When Covid-19 hit, Montana gave its counties the option to switch to mail-in ballots for the June 2 primary — and all of them did. Instead of in-person voting on Election Day, voters could drop their ballot in the mail or vote early in person at each county’s election office. But some satellite voting offices on Indian reservations like Fort Belknap also closed, leaving just one satellite office open in Blaine County for the primary, said county clerk and recorder Tammy Williams.
The satellite offices were the result of a 2012 lawsuit brought by three Native tribes to expand voting access on the reservations. In the last few election cycles, advocates say the offices helped increase Native American turnout across the state. During the 2018 midterm elections, Blaine County’s voter turnout was 71 percent — on par with the county record of 72 percent in the 2016 presidential election, according to the local paper.
The Covid-related closures were a setback that required some Fort Belknap voters to travel nearly 80 miles into town to collect and drop off their ballots, then 80 miles back.
While Montana as a state saw record primary turnout on June 2 — more than 389,000 ballots cast, compared with 293,000 in the 2016 primary, according to Montana Public Radio — the three counties with the lowest turnout were all home to Native American tribes including the Crow, Northern Cheyenne, Fort Peck, and Blackfeet.

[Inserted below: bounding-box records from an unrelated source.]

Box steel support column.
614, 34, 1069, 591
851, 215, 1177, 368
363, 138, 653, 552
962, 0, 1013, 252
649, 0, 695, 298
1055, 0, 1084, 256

In Blaine County, primary turnout was just 46 percent, compared with 72 to 76 percent in some majority-white counties, according to the Montana Secretary of State’s office. (Williams said she doesn’t currently know whether one or both voting offices will reopen for the November general election, when turnout will surely be higher.)
As the novel coronavirus threatens the safety of in-person voting in 2020, voting by mail is on the rise. But this year’s primary turnout in Blaine County illustrates how it poses a predicament for Native American voters across the US: A voting method that’s supposed to be easier and more convenient adds yet another impediment to Native ballot access.
“You might as well say we are no longer citizens and can no longer vote,” said OJ Semans, a member of the Rosebud Sioux Tribe in South Dakota and co-founder of the Native voting rights group Four Directions.